Obama Administration To Announce BRAIN Grand Challenge Project Today

Tuesday, April 2, 2013



 Neuroscience
DARPA, the US National Institutes of Health and the National Science Foundation will be involved in the Brain Activity Map project which is to be announced today.  Now known as the Brain Research through Advancing Innovative Neurotechnologies, or BRAIN, the project has been designated a grand challenge of the 21st century by the Obama administration.
US President Barack Obama will announce today specifics on the Brain Activity Map project, The New York Times is reporting. The initiative, which will now officially be known as Brain Research through Advancing Innovative Neurotechnologies, or BRAIN, has been designated a grand challenge of the 21st century by the Obama administration.

The broad new neuroscience research initiative will begin with  $100 million in funding for  2014, and is intended to invent and refine new technologies to understand the human brain, senior administration officials said Monday.

Three government agencies will be involved: the National Institutes of Health, the Defense Advanced Research Projects Agency (DARPA) and the National Science Foundation.

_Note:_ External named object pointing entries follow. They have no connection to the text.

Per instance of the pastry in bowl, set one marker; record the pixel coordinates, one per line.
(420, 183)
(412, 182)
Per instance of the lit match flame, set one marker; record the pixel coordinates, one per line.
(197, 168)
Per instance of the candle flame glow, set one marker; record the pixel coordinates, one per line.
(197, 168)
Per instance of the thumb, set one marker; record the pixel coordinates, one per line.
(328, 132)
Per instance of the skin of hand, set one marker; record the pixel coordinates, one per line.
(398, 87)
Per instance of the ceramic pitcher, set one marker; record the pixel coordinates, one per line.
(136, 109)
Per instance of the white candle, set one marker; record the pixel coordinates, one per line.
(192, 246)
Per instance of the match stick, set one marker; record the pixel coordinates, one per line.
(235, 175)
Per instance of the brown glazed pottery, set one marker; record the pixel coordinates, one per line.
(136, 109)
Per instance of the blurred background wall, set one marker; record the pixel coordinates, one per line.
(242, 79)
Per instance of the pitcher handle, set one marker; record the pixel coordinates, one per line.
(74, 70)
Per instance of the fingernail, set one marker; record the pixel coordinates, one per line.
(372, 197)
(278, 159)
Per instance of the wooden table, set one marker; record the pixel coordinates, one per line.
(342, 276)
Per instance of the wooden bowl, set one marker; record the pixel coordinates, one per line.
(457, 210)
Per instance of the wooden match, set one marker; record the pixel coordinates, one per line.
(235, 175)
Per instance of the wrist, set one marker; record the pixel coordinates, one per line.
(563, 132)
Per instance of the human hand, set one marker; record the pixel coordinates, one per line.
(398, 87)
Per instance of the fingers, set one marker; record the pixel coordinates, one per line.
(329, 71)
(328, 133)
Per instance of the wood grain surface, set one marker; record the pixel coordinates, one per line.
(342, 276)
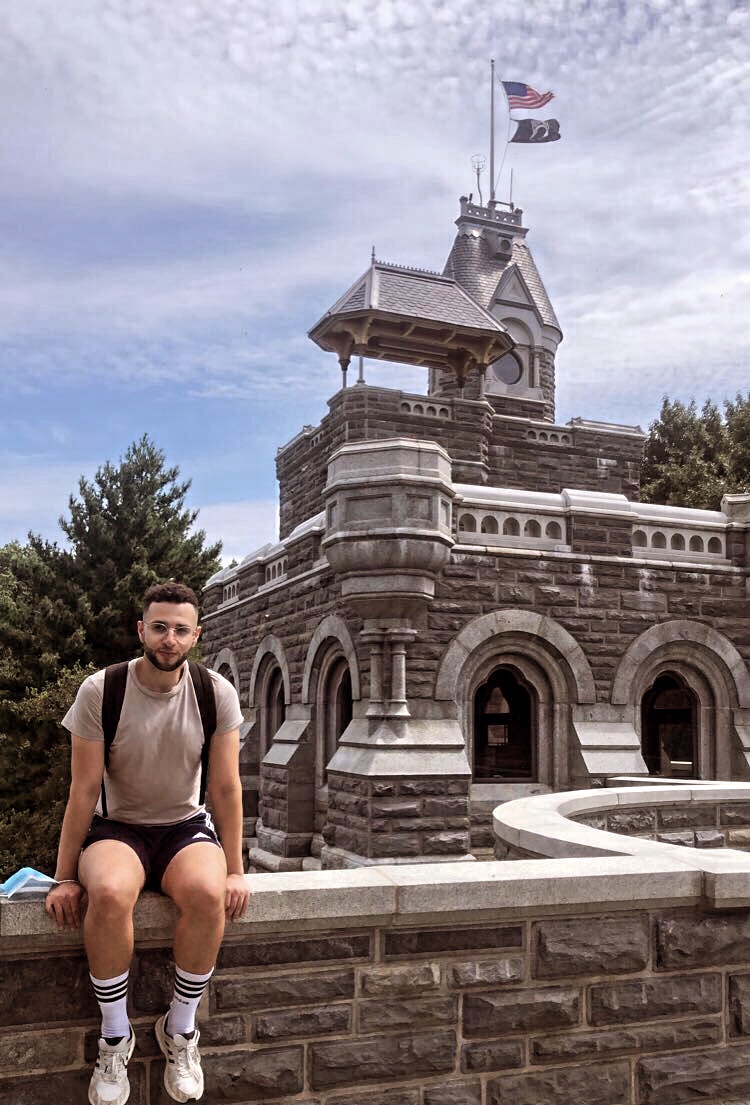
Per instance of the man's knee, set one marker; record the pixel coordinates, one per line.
(111, 898)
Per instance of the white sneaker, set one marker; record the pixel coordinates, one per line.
(183, 1077)
(109, 1081)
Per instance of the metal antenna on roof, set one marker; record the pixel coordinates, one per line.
(478, 162)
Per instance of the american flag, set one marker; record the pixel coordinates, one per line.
(524, 96)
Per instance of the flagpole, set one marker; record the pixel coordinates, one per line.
(507, 138)
(492, 130)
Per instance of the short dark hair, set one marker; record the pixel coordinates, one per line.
(170, 592)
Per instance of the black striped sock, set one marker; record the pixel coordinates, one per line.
(112, 995)
(188, 992)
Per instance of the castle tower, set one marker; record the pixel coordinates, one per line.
(492, 261)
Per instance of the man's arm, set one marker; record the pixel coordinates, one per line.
(63, 903)
(224, 790)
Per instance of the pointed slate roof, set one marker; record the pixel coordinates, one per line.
(476, 266)
(413, 316)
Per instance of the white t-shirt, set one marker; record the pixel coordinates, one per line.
(155, 760)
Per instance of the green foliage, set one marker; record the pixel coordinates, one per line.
(693, 458)
(66, 611)
(129, 528)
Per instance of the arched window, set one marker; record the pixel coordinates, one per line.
(337, 708)
(273, 706)
(504, 728)
(668, 728)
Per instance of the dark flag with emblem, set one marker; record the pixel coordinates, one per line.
(537, 130)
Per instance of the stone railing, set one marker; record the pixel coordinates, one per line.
(598, 980)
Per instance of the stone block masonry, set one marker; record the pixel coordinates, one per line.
(603, 981)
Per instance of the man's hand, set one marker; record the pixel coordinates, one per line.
(238, 895)
(64, 904)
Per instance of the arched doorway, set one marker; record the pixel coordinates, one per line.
(505, 728)
(668, 728)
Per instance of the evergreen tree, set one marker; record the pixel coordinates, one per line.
(64, 612)
(688, 456)
(129, 528)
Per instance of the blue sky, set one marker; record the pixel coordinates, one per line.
(186, 186)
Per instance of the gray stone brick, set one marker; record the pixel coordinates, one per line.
(686, 940)
(381, 1059)
(493, 1013)
(411, 979)
(590, 946)
(712, 1074)
(646, 999)
(577, 1045)
(44, 990)
(321, 1020)
(453, 1093)
(250, 1074)
(39, 1048)
(593, 1084)
(455, 939)
(485, 972)
(493, 1055)
(251, 992)
(262, 953)
(398, 1014)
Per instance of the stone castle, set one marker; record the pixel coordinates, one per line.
(467, 602)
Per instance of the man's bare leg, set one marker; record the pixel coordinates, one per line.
(113, 877)
(196, 881)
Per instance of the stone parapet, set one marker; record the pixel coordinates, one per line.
(595, 980)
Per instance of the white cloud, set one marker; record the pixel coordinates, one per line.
(241, 527)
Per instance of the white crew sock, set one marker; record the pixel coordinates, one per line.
(112, 995)
(188, 992)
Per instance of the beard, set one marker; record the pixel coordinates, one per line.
(170, 664)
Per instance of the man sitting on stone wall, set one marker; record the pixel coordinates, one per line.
(136, 819)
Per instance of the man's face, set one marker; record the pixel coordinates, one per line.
(168, 632)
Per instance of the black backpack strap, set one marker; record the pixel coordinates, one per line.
(207, 704)
(115, 681)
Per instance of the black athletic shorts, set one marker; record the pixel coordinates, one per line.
(155, 845)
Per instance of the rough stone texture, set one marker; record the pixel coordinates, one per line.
(704, 940)
(583, 1045)
(325, 1020)
(519, 1011)
(458, 1093)
(594, 1084)
(591, 946)
(458, 939)
(486, 972)
(646, 999)
(434, 1025)
(695, 1076)
(381, 1059)
(252, 1075)
(249, 991)
(493, 1055)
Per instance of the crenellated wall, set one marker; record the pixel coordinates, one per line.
(608, 980)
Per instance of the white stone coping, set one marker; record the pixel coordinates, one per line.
(433, 894)
(541, 824)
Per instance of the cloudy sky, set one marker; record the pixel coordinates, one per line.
(186, 186)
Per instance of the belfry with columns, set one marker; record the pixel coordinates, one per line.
(467, 602)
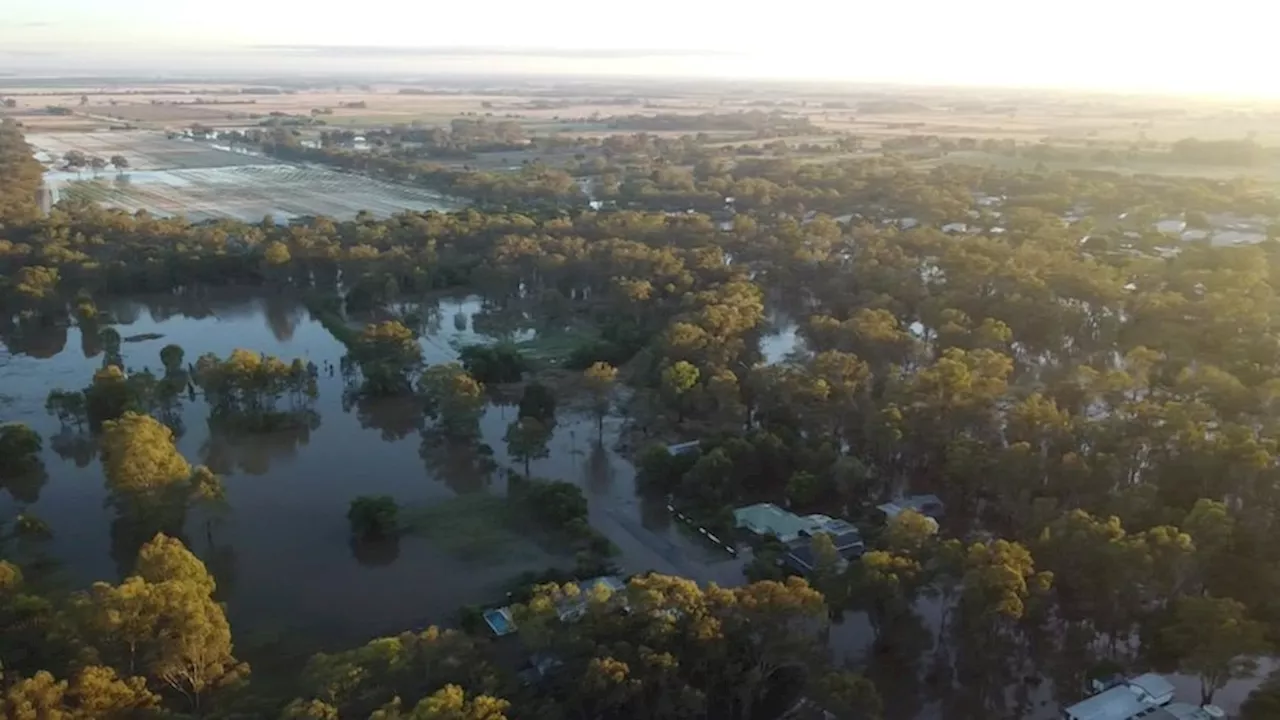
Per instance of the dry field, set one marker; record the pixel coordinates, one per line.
(176, 177)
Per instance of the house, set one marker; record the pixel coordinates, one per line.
(1127, 700)
(768, 519)
(572, 609)
(685, 447)
(927, 505)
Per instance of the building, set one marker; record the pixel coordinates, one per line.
(768, 519)
(800, 551)
(796, 532)
(1127, 700)
(927, 505)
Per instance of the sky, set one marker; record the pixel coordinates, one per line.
(1219, 48)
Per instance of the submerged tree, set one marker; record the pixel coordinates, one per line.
(388, 356)
(600, 378)
(455, 399)
(526, 441)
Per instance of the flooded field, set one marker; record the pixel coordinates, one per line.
(282, 552)
(201, 181)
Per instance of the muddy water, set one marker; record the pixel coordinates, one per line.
(282, 552)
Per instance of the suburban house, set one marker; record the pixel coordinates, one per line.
(502, 623)
(796, 532)
(1147, 697)
(927, 505)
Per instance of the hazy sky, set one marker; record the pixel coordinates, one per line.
(1159, 45)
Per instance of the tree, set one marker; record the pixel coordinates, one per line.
(172, 358)
(453, 397)
(538, 402)
(140, 456)
(388, 356)
(277, 254)
(447, 703)
(1215, 638)
(599, 383)
(165, 559)
(526, 441)
(19, 450)
(374, 516)
(95, 693)
(677, 381)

A working group at the NIH, described by the officials as a “dream team,” and led by Cori Bargmann of Rockefeller University and William Newsome of Stanford University, will be charged with coming up with a plan, a time frame, specific goals and cost estimates for future budgeting.


Cori Bargmann
Cori Bargmann of Rockefeller University will co-lead a study of the brain in action.
Image Source: Fred R. Conrad/The New York Times
Brain researchers can now insert wires in the brain of animals, or sometimes human beings, to record the electrical activity of brain cells called neurons, as they communicate with each other. But, Dr. Newsome said, they can record at most hundreds at a time.

New technology would need to be developed to record thousands or hundreds of thousands of neurons at once. And, Dr. Newsome said, new theoretical approaches, new mathematics and new computer science are all needed to deal with the amount of data that will be garnered.

As part of the initiative, the president will require a study of the ethical implications of these sorts of advances in neuroscience.

The effort will require the development of new tools not yet available to neuroscientists and, eventually, perhaps lead to progress in treating diseases like Alzheimer’s and epilepsy and traumatic brain injury. It will involve both government agencies and private institutions.

It has also been postulated that the BRAIN project could even help determine what the biological roots of concsiousness are.